Bug #44270
closedUnder certain circumstances, "ceph orch apply" returns success even when no OSDs are created
0%
Description
On a single-node cluster, the "cephadm bootstrap" command deploys 1 MGR and 1 MON.
On very recent versions of master, if one very quickly runs the following "ceph orch osd create" command after "cephadm bootstrap" finishes
echo '{"testing_dg_admin": {"host_pattern": "admin*", "data_devices": {"all": true}}}' | ceph orch apply -i -
the command will complete with status code 0, yet no OSDs get created!
(Note: this was taken from a system where the host was called "admin.octopus_test1.com". To reproduce, change "admin" to the short hostname of the host.)
If I insert a "sleep 60" between "cephadm bootstrap" and "ceph orch osd create", the OSDs get created according to the drive groups JSON provided.
Note: this behavior was introduced quite recently.
Taken from the workaround:¶
Upon closer examination, we can see that the following commands succeed without causing any OSDs to be deployed:
`echo {\"testing_dg_node2\": {\"host_pattern\": \"node2*\", \"data_devices\": {\"all\": true}}} | ceph orch osd create -i -`
This is because the orchestrator only knows about the drives on node1:
admin:~ # ceph orch device ls HOST PATH TYPE SIZE DEVICE AVAIL REJECT REASONS node1 /dev/vdb hdd 8192M 259451 True node1 /dev/vdc hdd 8192M 652460 True node1 /dev/vda hdd 42.0G False locked
Yet "cephadm ceph-volume inventory" sees the drives when run on node2:
node2:~ # cephadm ceph-volume inventory INFO:cephadm:Inferring fsid a581fad8-5ccb-11ea-966f-525400bb7fa5 INFO:cephadm:/usr/bin/podman:stdout INFO:cephadm:/usr/bin/podman:stdout Device Path Size rotates available Model name INFO:cephadm:/usr/bin/podman:stdout /dev/vdb 8.00 GB True True INFO:cephadm:/usr/bin/podman:stdout /dev/vdc 8.00 GB True True INFO:cephadm:/usr/bin/podman:stdout /dev/vda 42.00 GB True False Device Path Size rotates available Model name /dev/vdb 8.00 GB True True /dev/vdc 8.00 GB True True /dev/vda 42.00 GB True False
Updated by Sebastian Wagner about 4 years ago
we might need some more in-depth validation of drive groups here.
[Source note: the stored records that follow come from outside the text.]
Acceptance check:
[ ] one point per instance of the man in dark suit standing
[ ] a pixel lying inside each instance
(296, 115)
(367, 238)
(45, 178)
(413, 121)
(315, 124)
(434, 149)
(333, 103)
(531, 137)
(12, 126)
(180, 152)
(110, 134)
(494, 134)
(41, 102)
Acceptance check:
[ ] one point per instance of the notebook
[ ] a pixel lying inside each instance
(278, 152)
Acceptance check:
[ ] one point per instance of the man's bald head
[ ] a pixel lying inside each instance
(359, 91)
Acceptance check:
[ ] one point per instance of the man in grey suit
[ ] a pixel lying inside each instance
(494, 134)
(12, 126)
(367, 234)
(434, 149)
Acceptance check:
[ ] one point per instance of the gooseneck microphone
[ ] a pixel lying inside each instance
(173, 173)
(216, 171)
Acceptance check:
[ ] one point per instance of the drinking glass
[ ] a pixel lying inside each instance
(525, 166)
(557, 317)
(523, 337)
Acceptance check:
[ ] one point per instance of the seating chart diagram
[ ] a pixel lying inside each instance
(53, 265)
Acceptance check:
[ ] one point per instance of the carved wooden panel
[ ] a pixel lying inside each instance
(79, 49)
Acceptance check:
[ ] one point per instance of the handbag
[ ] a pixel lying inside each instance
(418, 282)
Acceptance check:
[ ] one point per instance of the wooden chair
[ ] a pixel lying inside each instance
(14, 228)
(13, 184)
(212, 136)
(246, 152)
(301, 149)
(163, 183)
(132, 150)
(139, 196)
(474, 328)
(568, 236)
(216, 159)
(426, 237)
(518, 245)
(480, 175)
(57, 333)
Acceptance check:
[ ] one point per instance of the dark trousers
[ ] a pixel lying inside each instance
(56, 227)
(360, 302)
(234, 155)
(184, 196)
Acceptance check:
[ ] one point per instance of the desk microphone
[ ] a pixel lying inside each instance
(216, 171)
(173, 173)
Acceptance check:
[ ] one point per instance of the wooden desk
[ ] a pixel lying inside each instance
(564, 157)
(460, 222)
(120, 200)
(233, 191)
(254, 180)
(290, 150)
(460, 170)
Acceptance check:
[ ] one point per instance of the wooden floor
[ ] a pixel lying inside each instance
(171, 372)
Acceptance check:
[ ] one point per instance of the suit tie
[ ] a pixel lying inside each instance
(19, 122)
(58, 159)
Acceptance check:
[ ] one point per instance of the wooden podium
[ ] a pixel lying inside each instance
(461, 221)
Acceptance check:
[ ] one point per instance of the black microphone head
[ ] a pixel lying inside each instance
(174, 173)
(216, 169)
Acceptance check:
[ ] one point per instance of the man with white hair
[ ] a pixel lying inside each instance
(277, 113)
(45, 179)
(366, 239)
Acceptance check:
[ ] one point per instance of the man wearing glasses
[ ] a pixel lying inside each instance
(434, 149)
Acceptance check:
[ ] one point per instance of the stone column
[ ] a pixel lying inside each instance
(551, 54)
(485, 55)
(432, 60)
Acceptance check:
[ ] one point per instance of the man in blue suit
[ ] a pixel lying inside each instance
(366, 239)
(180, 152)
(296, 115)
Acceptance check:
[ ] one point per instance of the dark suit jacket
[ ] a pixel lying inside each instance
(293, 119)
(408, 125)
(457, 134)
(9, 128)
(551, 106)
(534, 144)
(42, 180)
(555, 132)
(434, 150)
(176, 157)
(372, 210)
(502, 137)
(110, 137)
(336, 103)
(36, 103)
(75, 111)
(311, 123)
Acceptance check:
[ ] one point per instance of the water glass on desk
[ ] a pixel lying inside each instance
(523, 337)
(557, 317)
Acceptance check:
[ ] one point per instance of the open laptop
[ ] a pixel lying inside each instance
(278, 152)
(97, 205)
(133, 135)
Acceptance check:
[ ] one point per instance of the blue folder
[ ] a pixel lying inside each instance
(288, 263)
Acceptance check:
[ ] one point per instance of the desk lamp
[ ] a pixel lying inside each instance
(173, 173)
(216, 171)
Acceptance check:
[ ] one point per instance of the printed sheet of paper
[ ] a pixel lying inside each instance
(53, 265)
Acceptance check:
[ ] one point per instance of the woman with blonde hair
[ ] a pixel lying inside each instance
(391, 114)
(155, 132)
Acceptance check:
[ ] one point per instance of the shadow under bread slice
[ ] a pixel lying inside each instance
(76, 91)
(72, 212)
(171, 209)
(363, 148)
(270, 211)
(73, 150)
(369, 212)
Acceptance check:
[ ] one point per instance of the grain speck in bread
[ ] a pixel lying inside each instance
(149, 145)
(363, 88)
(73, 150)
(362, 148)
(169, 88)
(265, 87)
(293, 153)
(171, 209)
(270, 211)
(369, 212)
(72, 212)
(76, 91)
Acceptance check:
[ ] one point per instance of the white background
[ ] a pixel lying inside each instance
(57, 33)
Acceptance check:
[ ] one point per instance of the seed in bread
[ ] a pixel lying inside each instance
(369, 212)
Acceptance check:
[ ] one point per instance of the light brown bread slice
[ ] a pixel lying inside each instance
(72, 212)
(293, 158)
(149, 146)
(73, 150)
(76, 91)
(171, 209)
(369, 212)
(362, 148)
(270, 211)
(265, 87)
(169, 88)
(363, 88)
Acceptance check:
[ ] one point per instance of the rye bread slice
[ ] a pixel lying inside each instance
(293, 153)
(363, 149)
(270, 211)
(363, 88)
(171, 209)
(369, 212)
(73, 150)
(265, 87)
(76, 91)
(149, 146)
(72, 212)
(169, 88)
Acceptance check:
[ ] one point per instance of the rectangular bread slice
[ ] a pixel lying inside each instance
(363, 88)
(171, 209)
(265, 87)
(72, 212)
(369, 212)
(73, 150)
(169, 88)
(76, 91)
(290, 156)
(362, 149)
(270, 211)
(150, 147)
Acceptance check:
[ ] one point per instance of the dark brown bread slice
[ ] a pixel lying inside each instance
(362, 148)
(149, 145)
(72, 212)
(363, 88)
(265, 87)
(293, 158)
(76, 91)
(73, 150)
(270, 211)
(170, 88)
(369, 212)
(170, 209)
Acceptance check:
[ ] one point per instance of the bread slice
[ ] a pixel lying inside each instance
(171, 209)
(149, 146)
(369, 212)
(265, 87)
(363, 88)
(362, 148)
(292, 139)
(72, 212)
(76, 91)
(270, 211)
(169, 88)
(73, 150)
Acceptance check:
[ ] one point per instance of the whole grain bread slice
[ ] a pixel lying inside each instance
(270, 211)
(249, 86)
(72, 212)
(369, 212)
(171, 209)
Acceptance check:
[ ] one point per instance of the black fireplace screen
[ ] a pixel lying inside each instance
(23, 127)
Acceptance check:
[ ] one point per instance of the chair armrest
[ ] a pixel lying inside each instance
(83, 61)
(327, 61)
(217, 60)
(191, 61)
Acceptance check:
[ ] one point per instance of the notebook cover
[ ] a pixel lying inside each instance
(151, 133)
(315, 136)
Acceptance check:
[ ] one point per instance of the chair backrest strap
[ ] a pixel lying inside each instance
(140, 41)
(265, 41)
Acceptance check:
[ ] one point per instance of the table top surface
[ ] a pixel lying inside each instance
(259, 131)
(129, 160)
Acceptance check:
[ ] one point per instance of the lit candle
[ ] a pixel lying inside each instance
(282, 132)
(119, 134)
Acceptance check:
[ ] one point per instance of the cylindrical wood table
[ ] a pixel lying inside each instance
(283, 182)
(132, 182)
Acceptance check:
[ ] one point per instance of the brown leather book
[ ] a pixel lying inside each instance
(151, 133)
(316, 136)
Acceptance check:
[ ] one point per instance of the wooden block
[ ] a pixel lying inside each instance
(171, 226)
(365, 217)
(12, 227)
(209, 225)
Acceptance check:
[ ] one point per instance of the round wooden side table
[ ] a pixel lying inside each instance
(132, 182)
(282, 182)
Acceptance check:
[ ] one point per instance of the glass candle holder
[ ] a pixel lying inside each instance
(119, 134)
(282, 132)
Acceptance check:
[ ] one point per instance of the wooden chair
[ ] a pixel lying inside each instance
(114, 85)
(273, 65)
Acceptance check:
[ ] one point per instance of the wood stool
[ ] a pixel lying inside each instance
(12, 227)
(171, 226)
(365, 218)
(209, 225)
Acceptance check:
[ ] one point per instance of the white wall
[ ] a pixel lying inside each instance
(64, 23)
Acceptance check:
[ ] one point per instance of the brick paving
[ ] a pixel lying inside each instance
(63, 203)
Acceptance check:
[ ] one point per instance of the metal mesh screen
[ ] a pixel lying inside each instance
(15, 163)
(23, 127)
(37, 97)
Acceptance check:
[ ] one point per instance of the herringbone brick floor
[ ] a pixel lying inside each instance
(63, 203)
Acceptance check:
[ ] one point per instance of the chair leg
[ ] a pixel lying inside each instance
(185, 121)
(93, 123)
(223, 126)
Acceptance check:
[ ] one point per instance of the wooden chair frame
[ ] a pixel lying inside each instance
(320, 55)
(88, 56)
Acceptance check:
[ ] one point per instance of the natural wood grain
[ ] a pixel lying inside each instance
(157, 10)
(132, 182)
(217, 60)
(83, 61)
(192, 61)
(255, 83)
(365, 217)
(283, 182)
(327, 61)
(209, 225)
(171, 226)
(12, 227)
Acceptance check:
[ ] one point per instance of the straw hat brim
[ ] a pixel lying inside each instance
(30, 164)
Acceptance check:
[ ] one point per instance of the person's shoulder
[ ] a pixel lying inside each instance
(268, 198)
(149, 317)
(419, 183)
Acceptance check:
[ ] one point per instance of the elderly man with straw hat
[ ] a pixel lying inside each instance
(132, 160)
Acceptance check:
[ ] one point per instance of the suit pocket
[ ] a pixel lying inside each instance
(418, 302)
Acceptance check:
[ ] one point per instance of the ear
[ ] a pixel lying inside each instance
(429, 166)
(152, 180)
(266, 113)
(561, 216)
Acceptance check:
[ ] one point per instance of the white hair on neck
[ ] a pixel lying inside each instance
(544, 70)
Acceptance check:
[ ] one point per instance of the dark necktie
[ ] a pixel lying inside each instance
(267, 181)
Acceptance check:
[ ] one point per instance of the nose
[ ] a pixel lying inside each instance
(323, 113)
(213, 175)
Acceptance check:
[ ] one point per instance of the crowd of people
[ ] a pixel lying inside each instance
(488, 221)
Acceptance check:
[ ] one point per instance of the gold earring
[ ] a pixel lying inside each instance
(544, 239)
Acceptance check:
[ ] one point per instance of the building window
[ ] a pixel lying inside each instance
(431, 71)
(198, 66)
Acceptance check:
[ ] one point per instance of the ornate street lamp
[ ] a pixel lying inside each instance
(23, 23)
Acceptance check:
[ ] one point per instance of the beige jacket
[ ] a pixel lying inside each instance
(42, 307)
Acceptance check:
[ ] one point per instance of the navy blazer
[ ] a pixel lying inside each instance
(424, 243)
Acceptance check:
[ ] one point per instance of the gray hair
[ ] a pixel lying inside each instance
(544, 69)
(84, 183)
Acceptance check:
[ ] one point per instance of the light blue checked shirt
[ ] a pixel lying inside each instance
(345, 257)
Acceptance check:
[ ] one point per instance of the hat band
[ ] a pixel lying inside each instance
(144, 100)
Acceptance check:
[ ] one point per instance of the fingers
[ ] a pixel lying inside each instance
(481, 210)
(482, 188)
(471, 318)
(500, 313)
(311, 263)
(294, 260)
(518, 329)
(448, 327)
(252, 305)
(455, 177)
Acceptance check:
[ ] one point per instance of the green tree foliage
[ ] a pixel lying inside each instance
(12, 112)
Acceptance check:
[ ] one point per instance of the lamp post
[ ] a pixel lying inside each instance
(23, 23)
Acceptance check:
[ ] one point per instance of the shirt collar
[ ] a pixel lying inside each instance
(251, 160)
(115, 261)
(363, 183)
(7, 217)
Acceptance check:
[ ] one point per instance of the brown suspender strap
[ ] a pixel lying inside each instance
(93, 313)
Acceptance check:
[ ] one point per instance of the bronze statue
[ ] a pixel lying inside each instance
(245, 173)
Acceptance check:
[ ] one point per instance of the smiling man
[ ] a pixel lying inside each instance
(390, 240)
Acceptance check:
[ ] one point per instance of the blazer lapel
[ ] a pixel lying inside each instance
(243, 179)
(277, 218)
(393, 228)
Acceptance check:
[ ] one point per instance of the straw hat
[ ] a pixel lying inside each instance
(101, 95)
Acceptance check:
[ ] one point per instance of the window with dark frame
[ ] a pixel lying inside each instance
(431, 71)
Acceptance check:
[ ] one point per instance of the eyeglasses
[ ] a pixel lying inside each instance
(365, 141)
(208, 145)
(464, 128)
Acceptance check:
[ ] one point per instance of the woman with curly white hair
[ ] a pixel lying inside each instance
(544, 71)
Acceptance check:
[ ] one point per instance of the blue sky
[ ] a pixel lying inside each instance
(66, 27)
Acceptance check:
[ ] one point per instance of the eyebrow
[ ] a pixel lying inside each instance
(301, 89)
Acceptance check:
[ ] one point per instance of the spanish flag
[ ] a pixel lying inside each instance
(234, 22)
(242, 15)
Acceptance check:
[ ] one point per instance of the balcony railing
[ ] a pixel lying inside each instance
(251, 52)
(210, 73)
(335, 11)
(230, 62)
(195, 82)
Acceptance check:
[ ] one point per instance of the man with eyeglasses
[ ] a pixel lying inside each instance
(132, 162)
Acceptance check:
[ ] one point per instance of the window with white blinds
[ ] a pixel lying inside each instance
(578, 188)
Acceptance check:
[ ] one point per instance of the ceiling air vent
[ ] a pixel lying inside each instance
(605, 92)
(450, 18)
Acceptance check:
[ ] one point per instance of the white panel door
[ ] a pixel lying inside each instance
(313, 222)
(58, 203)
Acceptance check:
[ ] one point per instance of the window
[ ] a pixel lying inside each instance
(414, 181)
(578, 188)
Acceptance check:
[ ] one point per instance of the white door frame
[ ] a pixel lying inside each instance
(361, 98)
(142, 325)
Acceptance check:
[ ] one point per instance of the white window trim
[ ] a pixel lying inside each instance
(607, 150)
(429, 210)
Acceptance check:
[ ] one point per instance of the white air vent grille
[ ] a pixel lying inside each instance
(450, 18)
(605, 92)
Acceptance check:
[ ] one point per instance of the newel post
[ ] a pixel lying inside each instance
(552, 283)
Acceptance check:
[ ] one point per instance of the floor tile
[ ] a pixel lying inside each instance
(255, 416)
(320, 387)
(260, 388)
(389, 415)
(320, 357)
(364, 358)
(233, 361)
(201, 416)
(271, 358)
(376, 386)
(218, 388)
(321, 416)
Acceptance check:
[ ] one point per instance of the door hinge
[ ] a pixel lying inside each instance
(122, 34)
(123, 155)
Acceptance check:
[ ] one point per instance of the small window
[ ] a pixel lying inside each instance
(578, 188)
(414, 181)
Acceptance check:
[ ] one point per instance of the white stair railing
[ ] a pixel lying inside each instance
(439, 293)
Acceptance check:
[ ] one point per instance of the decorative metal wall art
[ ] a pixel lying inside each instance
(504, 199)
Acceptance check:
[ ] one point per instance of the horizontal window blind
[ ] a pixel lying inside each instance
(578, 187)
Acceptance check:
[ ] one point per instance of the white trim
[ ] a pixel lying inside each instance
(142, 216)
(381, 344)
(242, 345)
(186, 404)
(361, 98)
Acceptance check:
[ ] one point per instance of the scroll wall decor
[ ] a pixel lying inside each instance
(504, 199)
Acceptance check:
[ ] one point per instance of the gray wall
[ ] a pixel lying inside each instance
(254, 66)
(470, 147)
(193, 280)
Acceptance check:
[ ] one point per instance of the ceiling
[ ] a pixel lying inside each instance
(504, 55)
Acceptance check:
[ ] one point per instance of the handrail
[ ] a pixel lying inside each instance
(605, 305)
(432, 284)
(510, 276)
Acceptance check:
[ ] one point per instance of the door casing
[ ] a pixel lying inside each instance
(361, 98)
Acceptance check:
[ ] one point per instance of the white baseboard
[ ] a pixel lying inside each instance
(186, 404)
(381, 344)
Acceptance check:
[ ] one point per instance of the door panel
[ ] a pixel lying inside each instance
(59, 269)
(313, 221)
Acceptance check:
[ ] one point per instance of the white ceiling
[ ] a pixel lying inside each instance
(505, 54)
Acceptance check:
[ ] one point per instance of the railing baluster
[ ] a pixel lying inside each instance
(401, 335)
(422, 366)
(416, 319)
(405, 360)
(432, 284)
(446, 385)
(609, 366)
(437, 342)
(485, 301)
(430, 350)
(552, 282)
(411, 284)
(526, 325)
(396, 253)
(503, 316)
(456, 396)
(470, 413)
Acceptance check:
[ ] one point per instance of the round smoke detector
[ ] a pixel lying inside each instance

Updated by Sage Weil about 4 years ago
- Status changed from New to Triaged
i bet the problem is that the drive inventory isn't populated yet immediately after bootstrap.
Updated by Nathan Cutler about 4 years ago
For ceph-salt, I have a workaround here:
Updated by Sebastian Wagner about 4 years ago
- Related to Feature #44414: bubble up errors during 'apply' phase to 'cluster warnings' added
Updated by Sebastian Wagner about 4 years ago
new workaround: https://github.com/ceph/ceph-salt/pull/109
Updated by Sebastian Wagner about 4 years ago
- Description updated (diff)
- Priority changed from Normal to High
Which means, we have to track which nodes are scanned and bail out, if we don't have the inventory yet?
Updated by Sebastian Wagner almost 4 years ago
- Related to Bug #44824: cephadm: adding osd device is not idempotent added
Updated by Juan Miguel Olmo Martínez about 3 years ago
- Assignee set to Juan Miguel Olmo Martínez
Updated by Sebastian Wagner almost 3 years ago
- Assignee deleted (
Juan Miguel Olmo Martínez)
Updated by Sebastian Wagner over 2 years ago
- Subject changed from Under certain circumstances, "ceph orch osd create" returns success even when no OSDs are created to Under certain circumstances, "ceph orch apply" returns success even when no OSDs are created
- Description updated (diff)
Updated by Sebastian Wagner over 2 years ago
- Status changed from Triaged to Can't reproduce
Ok, let me close this for now as can't reproduce. Instead let's wait till this pops up again.